It’s a ‘Houston, we have a problem’ moment when a drop-kicking abominable snowman is the lone highlight in a mummy picture.
Such is the sad case in “The Mummy: Tomb of the Dragon Emperor,” the third dreadful installment of this tired, derivative franchise.
Devoid of originality, suspense, or humor, the film’s last hope remains with its actors, but they fail to inject spirit into a lifeless screenplay.
Director Rob Cohen (“The Fast and the Furious”) doesn’t help much either, favoring fast, slapdash cuts that don’t even let viewers enjoy the film’s respectable computer-generated graphics.

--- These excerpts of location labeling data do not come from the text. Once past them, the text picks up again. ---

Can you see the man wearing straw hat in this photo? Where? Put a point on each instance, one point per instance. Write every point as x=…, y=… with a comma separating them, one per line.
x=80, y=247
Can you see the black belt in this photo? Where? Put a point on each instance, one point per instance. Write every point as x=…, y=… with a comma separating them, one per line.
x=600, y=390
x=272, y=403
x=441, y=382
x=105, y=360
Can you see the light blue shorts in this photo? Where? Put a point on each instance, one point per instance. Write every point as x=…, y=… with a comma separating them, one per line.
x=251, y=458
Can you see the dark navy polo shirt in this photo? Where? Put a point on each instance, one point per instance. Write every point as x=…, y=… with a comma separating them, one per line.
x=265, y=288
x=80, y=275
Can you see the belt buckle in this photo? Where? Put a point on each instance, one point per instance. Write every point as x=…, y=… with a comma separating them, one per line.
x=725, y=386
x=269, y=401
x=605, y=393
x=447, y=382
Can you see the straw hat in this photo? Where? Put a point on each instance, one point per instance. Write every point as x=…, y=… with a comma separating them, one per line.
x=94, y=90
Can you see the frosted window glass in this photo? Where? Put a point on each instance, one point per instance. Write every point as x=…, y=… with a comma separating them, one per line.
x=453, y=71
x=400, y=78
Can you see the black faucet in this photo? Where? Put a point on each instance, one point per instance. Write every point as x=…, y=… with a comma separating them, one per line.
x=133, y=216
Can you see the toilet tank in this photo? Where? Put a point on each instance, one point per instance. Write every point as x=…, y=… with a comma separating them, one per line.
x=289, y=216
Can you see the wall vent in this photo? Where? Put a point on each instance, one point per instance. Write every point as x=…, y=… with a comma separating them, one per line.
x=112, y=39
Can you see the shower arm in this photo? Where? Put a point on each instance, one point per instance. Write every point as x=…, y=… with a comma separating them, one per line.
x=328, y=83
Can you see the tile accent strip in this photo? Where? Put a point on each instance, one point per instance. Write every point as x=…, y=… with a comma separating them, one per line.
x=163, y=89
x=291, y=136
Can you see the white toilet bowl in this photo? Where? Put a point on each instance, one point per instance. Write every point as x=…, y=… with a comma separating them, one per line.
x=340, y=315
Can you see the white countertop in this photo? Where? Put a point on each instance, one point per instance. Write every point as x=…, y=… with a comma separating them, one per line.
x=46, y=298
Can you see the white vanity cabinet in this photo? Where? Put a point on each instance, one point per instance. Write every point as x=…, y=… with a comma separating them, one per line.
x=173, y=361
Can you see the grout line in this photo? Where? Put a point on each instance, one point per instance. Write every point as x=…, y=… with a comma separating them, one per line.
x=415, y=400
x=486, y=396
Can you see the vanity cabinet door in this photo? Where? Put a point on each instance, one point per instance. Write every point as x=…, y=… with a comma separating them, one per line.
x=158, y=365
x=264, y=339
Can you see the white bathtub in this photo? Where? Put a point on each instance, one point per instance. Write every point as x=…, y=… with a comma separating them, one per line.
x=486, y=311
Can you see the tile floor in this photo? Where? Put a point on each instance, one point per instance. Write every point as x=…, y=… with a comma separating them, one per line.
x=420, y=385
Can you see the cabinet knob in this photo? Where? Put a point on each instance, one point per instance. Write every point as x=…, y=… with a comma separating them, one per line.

The plot mirrors this summer’s far superior “Hellboy II: The Golden Army,” as well as several elements from the Indiana Jones series, from which the “Mummy” is a poorly drawn carbon copy.
The story begins in 50 B.C., when the merciless Emperor Han (Jet Li) is angling for world domination. Like any megalomaniac, he seeks immortality, and is granted it by a spell-conjuring sorceress (Michelle Yeoh).
He betrays her, and she pays him back by rendering him and his sizeable army in a suspended state of terracotta limbo.
Fast forward to post-World War II England, where archeologist Rick O’Connell (Brendan Fraser) and wife Evelyn (Maria Bello) have hung up their swash-buckles and retired to the countryside. Meanwhile, their son, Alex (Luke Ford), has taken up where Mom and Dad left off, leaving college to dig in China. It’s there that he unearths the tomb of the Dragon Emperor—Han for short.
Little does young Alex know that he is a pawn of the evil General Yang (Anthony Wong Chau-Sang), whose mission is to awaken the emperor and enslave the world.
Rick and Evelyn find their way to China, and later, Shangri-La, but by then, audiences have no hope on the horizon: it’s lost.
Actually, by the time the couple is introduced, the film begins its steady decline.
Fraser is a lackluster leading man, given lines like: “Look kid, I’ve put down more mummies in my time than you!”
As bad as Fraser is, his son—who must have been conceived when Rick and Evelyn were in their teens—is worse. The Aussie actor has the look of an Abercrombie and Fitch model, and the screen presence of a scarab.
Bello, who takes over the role from Rachel Weisz, is miscast, and awkwardly struggles through her British accent.
The end hints at a fourth installment. King Tut must be rolling over in his sarcophagus.
The Mummy: Tomb of the Dragon Emperor. Rated PG-13 for adventure action and violence. Running time: 112 minutes. With Brendan Fraser, Maria Bello, Jet Li, Michelle Yeoh, John Hannah, Luke Ford, and Isabella Leong.